Por esse mês de águas e de março nós do Grupo Carmin voltamos a apresentar e viajar com nosso espetáculo Pobres de Marré. Foi uma volta boa, preciosa. Dia 14 fizemos duas apresentações em Juazeiro do Norte e dia 15 mais duas em Fortaleza, tudo dentro do II Festival BNB das Artes Cênicas.  Encontramos amigos e novos amigos cearenses, o que é sempre um bom encontro. De 23 a 31 de março fomos pro Maranhão. Participamos da III Semana do Teatro no Maranhão e nos apresentamos em 3 cidades: Vitória do Mearim (24), Presidente Juscelino (26) e São Luís (29). Esse festival nos proporcionou grandes emoções e muita felicidade.

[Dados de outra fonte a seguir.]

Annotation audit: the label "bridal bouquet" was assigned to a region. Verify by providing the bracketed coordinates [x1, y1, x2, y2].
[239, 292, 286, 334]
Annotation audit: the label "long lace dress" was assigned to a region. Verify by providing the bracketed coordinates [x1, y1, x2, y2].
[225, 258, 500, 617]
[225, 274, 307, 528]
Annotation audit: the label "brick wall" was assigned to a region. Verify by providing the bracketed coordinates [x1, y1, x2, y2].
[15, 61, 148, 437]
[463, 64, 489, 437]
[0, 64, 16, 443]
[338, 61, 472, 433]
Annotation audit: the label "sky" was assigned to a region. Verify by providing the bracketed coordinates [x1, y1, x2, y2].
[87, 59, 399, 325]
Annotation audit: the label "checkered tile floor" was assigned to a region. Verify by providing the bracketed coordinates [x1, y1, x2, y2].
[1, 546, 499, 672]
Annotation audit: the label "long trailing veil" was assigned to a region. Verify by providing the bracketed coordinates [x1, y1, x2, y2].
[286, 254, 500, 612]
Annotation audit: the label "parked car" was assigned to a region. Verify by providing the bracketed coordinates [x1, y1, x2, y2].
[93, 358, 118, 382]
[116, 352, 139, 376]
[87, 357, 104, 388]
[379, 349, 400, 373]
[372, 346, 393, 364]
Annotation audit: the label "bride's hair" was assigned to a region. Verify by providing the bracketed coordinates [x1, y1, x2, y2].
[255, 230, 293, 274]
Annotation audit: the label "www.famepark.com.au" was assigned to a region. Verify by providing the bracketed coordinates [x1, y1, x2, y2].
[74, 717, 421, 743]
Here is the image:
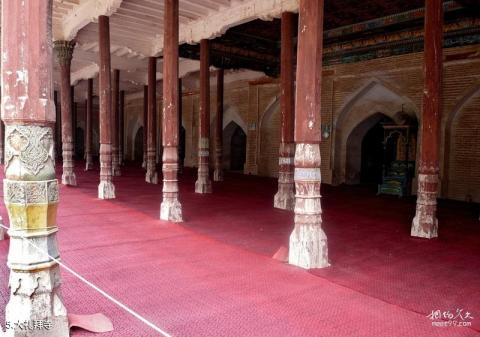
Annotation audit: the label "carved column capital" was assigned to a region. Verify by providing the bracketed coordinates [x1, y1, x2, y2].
[53, 40, 76, 65]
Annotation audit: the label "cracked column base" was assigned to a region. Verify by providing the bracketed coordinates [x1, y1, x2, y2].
[145, 169, 158, 184]
[98, 180, 116, 199]
[61, 171, 77, 186]
[195, 178, 212, 194]
[289, 225, 329, 269]
[160, 199, 183, 222]
[213, 169, 223, 182]
[274, 186, 295, 211]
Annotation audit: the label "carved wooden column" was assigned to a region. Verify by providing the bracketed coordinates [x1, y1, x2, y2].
[0, 114, 4, 165]
[161, 0, 183, 221]
[98, 15, 116, 199]
[54, 90, 61, 159]
[411, 0, 443, 238]
[213, 69, 224, 182]
[54, 40, 77, 186]
[85, 78, 94, 170]
[142, 85, 148, 168]
[146, 57, 158, 183]
[112, 69, 121, 176]
[119, 90, 125, 166]
[274, 12, 296, 211]
[289, 0, 329, 269]
[195, 39, 212, 193]
[1, 1, 70, 335]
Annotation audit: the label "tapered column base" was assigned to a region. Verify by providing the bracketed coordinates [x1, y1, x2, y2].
[411, 173, 439, 239]
[160, 199, 183, 222]
[274, 185, 295, 211]
[145, 169, 158, 184]
[61, 171, 77, 186]
[6, 266, 69, 337]
[213, 169, 223, 182]
[195, 179, 212, 194]
[98, 180, 116, 199]
[289, 225, 329, 269]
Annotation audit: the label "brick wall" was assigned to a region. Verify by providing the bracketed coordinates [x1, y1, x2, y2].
[124, 45, 480, 202]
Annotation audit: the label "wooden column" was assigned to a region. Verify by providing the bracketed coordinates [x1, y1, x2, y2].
[274, 12, 296, 211]
[178, 78, 185, 173]
[289, 0, 329, 269]
[411, 0, 443, 238]
[98, 15, 116, 199]
[119, 90, 125, 165]
[54, 90, 61, 159]
[146, 57, 158, 183]
[112, 69, 121, 176]
[160, 0, 183, 221]
[85, 78, 94, 170]
[213, 69, 224, 182]
[195, 39, 212, 193]
[142, 85, 148, 167]
[54, 40, 77, 186]
[1, 1, 69, 334]
[72, 86, 77, 158]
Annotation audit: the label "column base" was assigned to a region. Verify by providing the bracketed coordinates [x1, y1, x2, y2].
[411, 214, 438, 238]
[142, 160, 146, 169]
[145, 170, 158, 184]
[113, 166, 122, 177]
[160, 199, 183, 222]
[289, 225, 329, 269]
[213, 169, 224, 182]
[61, 171, 77, 186]
[98, 180, 116, 199]
[6, 267, 69, 337]
[85, 161, 94, 171]
[195, 179, 212, 194]
[274, 187, 295, 211]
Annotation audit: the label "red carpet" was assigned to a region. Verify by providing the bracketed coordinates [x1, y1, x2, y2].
[0, 163, 478, 337]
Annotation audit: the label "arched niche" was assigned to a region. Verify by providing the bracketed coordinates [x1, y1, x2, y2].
[258, 97, 280, 177]
[333, 79, 419, 185]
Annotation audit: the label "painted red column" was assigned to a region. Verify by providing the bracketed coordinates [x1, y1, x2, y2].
[411, 0, 443, 238]
[213, 69, 224, 182]
[146, 57, 158, 183]
[289, 0, 329, 269]
[85, 78, 94, 170]
[1, 1, 69, 334]
[54, 90, 61, 159]
[142, 85, 148, 168]
[195, 39, 212, 193]
[112, 69, 121, 176]
[161, 0, 183, 221]
[119, 90, 125, 166]
[274, 12, 296, 211]
[98, 15, 116, 199]
[54, 40, 77, 186]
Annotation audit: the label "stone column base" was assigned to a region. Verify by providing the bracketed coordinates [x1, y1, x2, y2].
[195, 178, 212, 194]
[160, 199, 183, 222]
[98, 180, 116, 199]
[411, 173, 439, 239]
[274, 185, 295, 211]
[145, 169, 158, 184]
[113, 166, 122, 177]
[61, 171, 77, 186]
[289, 225, 329, 269]
[213, 169, 223, 182]
[6, 266, 69, 337]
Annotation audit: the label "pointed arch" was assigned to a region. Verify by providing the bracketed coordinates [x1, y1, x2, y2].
[332, 79, 419, 185]
[442, 82, 480, 198]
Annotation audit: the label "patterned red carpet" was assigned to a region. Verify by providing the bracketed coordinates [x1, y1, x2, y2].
[0, 163, 478, 337]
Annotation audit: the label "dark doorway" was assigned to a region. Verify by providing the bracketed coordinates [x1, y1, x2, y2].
[361, 119, 389, 184]
[230, 126, 246, 171]
[134, 127, 144, 162]
[75, 127, 84, 160]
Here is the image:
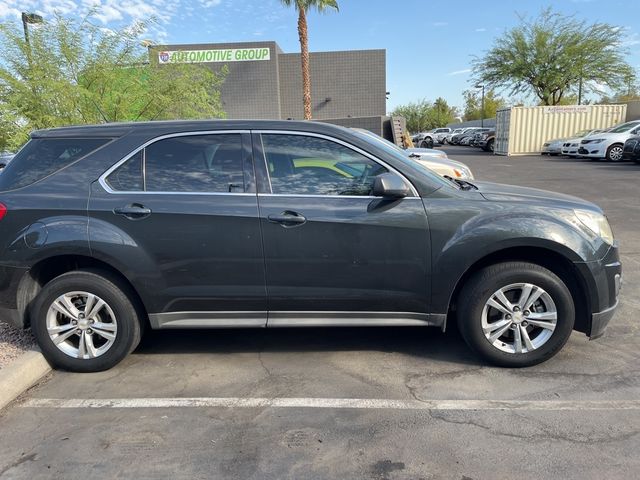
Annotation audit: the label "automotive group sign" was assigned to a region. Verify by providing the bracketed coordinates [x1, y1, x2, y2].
[158, 47, 271, 64]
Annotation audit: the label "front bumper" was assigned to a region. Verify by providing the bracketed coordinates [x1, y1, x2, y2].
[578, 145, 606, 158]
[542, 146, 562, 154]
[575, 244, 622, 338]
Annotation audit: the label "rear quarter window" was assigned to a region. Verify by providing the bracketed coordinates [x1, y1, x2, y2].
[0, 138, 110, 191]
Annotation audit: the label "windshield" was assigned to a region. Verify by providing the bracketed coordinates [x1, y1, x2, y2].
[351, 130, 452, 189]
[608, 122, 640, 134]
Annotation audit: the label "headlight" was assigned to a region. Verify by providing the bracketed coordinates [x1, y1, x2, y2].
[574, 210, 614, 245]
[584, 139, 605, 144]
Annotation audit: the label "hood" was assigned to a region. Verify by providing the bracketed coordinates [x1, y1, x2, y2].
[545, 138, 566, 144]
[475, 181, 599, 211]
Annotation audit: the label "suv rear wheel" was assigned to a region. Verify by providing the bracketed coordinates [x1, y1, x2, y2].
[32, 270, 142, 372]
[457, 262, 574, 367]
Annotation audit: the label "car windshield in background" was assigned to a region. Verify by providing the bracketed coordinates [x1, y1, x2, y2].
[608, 122, 640, 134]
[351, 130, 453, 188]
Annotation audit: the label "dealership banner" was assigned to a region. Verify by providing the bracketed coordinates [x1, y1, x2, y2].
[158, 48, 271, 64]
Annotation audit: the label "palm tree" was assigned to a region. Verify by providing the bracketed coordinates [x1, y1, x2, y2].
[280, 0, 338, 120]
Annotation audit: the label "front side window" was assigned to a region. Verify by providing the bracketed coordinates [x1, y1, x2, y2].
[261, 134, 389, 196]
[106, 134, 245, 193]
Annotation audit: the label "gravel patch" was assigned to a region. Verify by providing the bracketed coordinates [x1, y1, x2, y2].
[0, 321, 35, 369]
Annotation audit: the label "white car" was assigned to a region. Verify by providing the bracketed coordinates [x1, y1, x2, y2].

A III Semana do Teatro no Maranhão foi um precioso espaço de encontros. Muito bom poder trocar com gente que nunca tinham ido ao teatro e ao mesmo tempo com mestres como os atores do Lume, do Vertigem, Luís Carlos Vasconcelos e tantos outros. A equipe que promoveu o festival está de parabéns.  Seria uma alegria imensa poder ter um festival como esse e tantos outros que acontecem no Brasil aqui em Natal. Infelizmente estamos meio que fora de rota de toda essa força. Salve! Salve! Que um dia chega.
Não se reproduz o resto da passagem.